Ingredients
- 1 cup (2 sticks) unsalted butter, softened
- 1 ½ cups brown sugar, packed
- 2 large eggs
- 2 tsp vanilla extract
- 2 ½ cups all-purpose flour
- 1 tsp baking soda
- ½ tsp baking powder
- ½ tsp salt
- 1 ½ cups fresh rhubarb, diced small
- ½ tsp ground cinnamon (optional)
- ½ cup chopped walnuts or pecans (optional)
Instructions
- Preheat oven to 350°F (175°C). Line a baking sheet with parchment paper.
- In a large bowl, cream together the butter and brown sugar until light and fluffy.
- Beat in the eggs one at a time, then add vanilla extract.

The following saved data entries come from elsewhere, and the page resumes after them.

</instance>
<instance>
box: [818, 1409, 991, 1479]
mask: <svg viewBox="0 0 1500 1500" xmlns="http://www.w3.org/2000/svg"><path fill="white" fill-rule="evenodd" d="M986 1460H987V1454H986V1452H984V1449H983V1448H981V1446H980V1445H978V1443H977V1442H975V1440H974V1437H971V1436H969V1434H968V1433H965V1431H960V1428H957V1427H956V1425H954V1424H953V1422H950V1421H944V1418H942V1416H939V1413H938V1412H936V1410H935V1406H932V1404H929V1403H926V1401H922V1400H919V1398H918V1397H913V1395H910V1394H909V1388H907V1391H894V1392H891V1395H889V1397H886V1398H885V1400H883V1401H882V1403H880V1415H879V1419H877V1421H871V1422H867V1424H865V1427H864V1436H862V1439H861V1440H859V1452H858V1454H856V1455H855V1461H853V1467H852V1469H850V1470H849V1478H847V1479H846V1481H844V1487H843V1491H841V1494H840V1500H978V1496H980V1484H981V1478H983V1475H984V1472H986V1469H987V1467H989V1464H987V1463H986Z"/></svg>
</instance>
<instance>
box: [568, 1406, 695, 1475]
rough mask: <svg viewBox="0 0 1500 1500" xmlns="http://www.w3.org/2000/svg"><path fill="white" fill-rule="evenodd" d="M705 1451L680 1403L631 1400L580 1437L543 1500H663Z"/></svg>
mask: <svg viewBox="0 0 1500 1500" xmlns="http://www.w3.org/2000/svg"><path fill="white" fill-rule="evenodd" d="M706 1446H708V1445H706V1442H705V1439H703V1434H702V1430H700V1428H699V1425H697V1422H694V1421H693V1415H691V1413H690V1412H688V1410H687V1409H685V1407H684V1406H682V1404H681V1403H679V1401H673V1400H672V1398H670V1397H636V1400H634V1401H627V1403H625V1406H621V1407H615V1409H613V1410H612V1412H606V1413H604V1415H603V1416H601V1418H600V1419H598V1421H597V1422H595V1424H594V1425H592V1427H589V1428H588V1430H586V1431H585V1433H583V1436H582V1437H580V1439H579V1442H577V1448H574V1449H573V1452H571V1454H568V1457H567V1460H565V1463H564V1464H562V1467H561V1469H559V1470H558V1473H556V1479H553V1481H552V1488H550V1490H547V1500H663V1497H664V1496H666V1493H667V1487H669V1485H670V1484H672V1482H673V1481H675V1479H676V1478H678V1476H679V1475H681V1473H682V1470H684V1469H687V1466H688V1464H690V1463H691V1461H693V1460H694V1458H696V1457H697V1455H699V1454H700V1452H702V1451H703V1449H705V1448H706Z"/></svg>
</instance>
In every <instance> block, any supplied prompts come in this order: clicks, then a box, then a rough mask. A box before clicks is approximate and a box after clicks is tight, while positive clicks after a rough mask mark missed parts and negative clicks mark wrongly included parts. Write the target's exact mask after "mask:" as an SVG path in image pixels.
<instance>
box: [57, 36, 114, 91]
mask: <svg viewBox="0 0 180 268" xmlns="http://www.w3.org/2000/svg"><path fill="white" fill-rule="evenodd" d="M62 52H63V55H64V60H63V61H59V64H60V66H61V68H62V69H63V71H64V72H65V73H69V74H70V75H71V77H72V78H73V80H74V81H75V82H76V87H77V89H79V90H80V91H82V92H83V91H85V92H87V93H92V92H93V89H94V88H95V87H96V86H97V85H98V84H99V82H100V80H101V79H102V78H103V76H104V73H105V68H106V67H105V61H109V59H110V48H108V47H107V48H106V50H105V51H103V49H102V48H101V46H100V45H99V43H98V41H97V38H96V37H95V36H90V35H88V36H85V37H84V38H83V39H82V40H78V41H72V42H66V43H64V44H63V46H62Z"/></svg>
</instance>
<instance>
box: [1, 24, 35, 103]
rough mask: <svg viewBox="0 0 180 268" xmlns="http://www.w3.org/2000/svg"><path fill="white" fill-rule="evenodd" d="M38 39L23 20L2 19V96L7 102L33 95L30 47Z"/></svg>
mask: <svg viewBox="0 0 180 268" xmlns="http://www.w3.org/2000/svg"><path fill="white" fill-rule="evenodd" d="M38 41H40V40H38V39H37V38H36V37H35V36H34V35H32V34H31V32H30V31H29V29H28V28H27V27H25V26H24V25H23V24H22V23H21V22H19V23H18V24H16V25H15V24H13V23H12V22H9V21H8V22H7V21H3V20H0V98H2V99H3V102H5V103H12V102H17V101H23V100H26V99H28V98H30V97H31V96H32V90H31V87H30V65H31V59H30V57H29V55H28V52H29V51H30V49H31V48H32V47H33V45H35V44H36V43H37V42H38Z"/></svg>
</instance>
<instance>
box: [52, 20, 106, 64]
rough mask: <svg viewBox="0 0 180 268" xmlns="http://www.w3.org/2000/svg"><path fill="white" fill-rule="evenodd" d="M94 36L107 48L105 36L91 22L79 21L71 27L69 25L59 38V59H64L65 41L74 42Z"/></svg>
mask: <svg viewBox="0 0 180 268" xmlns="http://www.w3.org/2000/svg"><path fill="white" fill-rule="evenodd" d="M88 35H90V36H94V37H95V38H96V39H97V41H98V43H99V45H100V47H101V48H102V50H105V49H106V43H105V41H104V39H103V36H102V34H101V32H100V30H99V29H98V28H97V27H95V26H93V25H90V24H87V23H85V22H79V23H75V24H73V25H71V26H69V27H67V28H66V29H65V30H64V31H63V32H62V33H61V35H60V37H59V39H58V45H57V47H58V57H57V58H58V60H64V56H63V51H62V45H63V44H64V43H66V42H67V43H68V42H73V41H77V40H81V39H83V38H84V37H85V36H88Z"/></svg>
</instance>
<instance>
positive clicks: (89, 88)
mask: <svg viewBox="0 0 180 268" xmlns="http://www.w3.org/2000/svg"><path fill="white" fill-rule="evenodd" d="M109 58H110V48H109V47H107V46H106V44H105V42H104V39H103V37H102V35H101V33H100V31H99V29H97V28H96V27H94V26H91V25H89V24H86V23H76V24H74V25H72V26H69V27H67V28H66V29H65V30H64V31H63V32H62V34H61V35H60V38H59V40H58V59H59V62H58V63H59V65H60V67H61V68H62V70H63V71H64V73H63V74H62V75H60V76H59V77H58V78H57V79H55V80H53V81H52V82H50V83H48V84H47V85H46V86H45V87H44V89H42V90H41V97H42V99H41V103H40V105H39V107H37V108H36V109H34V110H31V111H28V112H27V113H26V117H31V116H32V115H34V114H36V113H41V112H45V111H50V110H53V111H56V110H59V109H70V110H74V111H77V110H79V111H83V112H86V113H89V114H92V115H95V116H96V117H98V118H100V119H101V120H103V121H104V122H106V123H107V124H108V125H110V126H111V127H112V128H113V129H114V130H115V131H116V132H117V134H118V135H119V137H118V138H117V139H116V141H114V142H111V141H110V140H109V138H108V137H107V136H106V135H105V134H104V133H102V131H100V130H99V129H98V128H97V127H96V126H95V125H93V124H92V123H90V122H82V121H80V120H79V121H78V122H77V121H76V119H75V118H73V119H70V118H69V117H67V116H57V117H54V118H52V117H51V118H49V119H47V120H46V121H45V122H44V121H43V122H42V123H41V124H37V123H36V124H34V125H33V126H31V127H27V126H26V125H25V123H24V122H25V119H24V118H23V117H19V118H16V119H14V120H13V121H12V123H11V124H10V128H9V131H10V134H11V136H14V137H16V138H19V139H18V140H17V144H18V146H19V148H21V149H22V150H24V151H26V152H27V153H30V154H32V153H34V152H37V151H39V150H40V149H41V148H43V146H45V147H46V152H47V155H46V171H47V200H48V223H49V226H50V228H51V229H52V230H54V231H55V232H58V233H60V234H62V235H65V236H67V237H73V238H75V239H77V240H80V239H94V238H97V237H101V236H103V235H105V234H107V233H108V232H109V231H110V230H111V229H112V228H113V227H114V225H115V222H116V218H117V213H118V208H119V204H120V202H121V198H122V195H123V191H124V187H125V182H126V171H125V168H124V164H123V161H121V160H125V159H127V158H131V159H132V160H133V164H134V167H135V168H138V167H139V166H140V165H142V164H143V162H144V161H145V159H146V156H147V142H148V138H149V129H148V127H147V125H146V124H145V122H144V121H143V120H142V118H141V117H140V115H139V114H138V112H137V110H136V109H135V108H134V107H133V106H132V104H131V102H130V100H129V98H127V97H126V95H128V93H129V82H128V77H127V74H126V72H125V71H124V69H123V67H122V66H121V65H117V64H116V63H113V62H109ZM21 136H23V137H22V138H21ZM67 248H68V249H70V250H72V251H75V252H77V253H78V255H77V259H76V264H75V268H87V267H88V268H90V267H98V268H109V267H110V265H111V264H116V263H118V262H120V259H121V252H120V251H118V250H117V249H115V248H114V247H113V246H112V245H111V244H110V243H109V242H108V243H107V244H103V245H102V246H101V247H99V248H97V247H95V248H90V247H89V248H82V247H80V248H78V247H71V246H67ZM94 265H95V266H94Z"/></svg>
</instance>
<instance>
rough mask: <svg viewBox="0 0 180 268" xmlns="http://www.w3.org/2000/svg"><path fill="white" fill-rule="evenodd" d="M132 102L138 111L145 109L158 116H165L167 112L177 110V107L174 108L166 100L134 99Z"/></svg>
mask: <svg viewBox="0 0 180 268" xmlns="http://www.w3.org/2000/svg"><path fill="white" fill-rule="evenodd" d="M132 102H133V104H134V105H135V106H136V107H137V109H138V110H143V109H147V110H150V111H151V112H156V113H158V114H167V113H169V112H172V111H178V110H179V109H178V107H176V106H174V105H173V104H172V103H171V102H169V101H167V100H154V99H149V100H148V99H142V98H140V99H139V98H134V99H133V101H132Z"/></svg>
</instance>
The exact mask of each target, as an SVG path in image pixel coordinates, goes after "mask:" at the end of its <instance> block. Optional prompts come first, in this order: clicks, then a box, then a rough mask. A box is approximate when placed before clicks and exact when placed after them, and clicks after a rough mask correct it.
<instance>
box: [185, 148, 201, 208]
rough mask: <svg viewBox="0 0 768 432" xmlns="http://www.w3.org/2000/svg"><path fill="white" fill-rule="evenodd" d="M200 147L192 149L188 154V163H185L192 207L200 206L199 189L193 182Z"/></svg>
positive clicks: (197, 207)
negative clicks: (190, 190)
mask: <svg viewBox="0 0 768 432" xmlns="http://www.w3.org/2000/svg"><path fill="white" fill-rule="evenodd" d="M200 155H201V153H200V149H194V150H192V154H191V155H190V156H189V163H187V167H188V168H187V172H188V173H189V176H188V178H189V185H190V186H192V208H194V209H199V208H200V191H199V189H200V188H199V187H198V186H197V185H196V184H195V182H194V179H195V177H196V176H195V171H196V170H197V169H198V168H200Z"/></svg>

- In a separate bowl, whisk together the flour, baking soda, baking powder, salt, and cinnamon (if using).
- Gradually add the dry ingredients to the wet ingredients and mix until combined.
- Gently fold in the diced rhubarb and nuts (if using).
- Scoop tablespoon-sized portions of dough onto the prepared baking sheet, spacing them about 2 inches apart.
- Bake for 10–12 minutes or until the edges are golden brown.
- Let the cookies cool on the sheet for a few minutes, then transfer to a wire rack to cool completely.
Tip: For extra sweetness, drizzle with a simple glaze made from powdered sugar and milk once the cookies are cooled.